“Am I going to have anything in common with them? What if they judge me? What if I can’t think of anything to say?”
These are only a few of the questions that you might ask yourself before you are planning to meet your chosen adoptive parents for the first time. The experience will feel like an (almost) blind first date. You probably have some facts and basic knowledge about the couple, but you haven’t ever had a real conversation with them.
I was so nervous before my first meeting with my adoptive parents. I remember asking my options counselor so many questions on the way to the restaurant; I wanted her advice on how to make the best of the awkward situation I knew it was going to be. She told me to relax and be myself. Relax? Yeah, right! I had no idea what we would talk about for an hour. As we pulled up to the restaurant, I was sweating and my heart was pounding.
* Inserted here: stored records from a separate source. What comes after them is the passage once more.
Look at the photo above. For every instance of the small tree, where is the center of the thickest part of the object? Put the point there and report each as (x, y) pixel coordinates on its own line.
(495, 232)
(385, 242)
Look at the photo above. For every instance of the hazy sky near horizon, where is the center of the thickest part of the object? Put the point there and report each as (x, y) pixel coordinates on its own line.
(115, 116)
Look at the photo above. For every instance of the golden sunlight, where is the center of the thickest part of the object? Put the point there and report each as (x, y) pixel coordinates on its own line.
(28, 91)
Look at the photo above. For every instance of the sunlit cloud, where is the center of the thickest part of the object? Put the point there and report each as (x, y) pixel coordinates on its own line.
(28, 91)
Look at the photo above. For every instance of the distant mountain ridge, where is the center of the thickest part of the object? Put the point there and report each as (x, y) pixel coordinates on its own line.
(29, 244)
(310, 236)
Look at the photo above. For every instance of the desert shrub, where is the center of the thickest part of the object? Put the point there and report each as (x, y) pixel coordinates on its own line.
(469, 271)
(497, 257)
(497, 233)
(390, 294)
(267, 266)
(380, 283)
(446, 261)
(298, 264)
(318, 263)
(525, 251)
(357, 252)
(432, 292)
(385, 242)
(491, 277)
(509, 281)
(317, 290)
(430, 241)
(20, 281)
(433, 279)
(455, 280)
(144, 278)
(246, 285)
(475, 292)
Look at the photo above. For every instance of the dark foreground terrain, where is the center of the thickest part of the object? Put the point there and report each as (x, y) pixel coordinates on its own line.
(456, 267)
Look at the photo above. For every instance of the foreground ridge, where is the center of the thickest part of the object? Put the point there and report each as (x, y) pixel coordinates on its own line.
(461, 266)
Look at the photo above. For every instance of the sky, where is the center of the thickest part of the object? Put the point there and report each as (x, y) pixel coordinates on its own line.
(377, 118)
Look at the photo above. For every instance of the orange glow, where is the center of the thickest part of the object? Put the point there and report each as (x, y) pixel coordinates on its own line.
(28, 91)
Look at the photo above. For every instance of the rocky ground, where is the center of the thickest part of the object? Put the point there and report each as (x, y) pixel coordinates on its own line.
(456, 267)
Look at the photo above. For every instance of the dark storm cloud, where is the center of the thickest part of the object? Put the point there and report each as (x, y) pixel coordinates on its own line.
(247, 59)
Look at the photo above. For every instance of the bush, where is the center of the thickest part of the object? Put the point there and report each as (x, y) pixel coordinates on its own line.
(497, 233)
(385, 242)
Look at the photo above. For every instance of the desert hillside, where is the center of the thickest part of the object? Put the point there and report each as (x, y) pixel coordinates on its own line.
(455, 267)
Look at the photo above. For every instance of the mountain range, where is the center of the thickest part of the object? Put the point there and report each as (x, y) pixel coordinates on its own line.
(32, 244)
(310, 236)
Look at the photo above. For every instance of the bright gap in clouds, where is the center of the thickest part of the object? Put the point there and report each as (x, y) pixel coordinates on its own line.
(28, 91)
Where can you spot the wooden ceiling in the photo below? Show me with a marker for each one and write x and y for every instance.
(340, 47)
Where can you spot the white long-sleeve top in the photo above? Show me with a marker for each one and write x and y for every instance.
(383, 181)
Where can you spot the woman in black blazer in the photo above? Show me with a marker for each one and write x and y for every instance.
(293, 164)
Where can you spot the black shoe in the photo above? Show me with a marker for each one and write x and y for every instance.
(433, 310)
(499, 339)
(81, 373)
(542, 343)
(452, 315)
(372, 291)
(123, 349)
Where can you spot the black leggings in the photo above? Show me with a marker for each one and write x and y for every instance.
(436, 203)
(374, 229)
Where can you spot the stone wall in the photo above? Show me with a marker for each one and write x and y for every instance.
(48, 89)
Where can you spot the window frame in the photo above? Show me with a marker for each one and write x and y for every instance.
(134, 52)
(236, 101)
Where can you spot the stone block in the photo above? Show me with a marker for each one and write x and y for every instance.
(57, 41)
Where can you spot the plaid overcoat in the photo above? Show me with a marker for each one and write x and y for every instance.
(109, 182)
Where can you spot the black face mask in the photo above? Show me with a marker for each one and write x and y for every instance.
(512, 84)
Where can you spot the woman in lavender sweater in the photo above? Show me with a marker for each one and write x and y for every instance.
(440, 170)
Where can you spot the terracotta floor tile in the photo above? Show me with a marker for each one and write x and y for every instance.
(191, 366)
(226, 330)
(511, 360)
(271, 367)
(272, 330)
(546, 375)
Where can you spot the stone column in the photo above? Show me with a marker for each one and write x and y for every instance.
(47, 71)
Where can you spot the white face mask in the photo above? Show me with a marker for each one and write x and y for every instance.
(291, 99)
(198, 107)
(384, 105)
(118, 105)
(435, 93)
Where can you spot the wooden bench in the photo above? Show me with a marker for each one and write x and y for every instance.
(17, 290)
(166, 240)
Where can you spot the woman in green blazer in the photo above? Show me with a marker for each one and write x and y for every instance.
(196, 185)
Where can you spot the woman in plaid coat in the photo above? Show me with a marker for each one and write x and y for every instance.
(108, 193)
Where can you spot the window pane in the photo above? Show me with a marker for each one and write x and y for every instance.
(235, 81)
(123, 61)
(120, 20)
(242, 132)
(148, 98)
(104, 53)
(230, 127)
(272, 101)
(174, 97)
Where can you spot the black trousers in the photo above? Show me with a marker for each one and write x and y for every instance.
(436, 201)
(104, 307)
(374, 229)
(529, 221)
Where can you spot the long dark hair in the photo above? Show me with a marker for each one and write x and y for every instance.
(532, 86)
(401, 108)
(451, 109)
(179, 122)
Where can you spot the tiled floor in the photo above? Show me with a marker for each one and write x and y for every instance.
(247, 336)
The adoptive couple wasn’t there yet, so we got a table and sat down. My options counselor ordered chips and salsa, but I couldn’t even eat because my stomach was in knots. It felt like we sat there for hours waiting on them to come in because I couldn’t get my brain to stop coming up with “what if” scenarios, but it was only about 5 minutes after we sat down that I recognized the couple walking toward our table. They both walked over and shook my hand, telling me how nice it was to meet me. I mumbled the same thing back to them, still too nervous to remember to be myself.
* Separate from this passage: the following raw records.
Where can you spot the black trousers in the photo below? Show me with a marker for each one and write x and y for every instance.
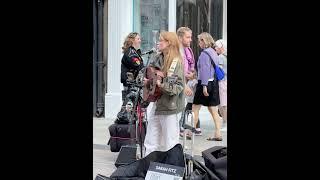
(188, 107)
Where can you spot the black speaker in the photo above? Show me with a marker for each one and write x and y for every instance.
(127, 155)
(215, 159)
(101, 177)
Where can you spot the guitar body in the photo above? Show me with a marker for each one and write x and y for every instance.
(151, 92)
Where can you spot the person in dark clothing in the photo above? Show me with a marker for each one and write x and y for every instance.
(131, 61)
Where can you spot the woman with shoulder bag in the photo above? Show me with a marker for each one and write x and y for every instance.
(163, 126)
(207, 90)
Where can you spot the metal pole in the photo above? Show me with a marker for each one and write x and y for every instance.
(100, 64)
(95, 52)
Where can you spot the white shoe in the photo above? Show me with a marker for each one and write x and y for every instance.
(224, 127)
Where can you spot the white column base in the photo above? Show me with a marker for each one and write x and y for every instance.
(113, 102)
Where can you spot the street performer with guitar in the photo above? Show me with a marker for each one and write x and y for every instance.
(165, 80)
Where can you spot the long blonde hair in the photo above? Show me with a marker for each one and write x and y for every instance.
(172, 50)
(129, 41)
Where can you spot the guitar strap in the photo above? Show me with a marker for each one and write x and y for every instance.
(172, 66)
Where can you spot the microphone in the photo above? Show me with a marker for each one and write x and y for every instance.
(150, 51)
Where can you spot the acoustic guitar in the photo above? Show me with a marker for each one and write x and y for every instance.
(151, 92)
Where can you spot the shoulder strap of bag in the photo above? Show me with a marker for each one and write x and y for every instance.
(212, 62)
(172, 66)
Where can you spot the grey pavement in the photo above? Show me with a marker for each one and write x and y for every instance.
(104, 159)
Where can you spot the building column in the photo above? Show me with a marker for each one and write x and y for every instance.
(224, 24)
(172, 16)
(120, 24)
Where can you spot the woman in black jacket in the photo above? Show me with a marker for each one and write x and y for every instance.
(131, 60)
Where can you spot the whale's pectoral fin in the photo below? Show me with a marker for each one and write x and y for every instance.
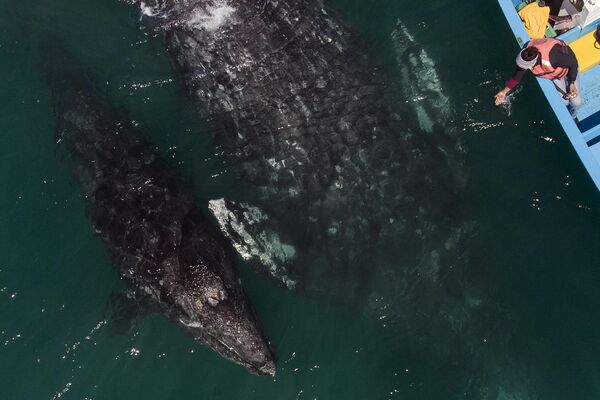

My counselor and the executive director of the agency kept the conversation going with the adoptive parents until we ordered our drinks, but once our waiter walked away, my counselor turned to me and said, “Why don’t you tell them a little bit about yourself?” I knew this was coming, but I was still caught off guard by being asked to talk about myself. I took a deep breath and began talking. The couple was so intentional about really looking at me while I talked, and while it sounds like that might be intimidating, it helped me begin to relax.
Remember how I wondered what we would talk about for an hour? I had nothing to worry about, because we ended up sitting at our table and talking for almost two full hours. At one point during those two hours, I felt something click. I knew I had chosen the right family. It became so easy to talk to them, and with everything they said, I became more convinced than ever that I was choosing the right family to raise my child.
When the meeting was over, my counselor asked if the three of us wanted a picture taken together, and we all wholeheartedly agreed. Having a picture of us seemed to solidify everything in my mind, and I was really excited for the process to keep moving forward. Both the adoptive mom and dad gave me a hug before they left, and I breathed a sigh of relief as they walked out of the restaurant. The meeting had gone better than I could have ever imagined.
Despite my nerves, my first match meeting with my adoptive parents made me feel even more confident in the decision I made in choosing this couple to become my baby’s family. They were so kind and loving to me, so I knew they would be even more so toward my baby. I walked away from the meeting with a sense of peace about the adoption plan I had in place for my baby girl.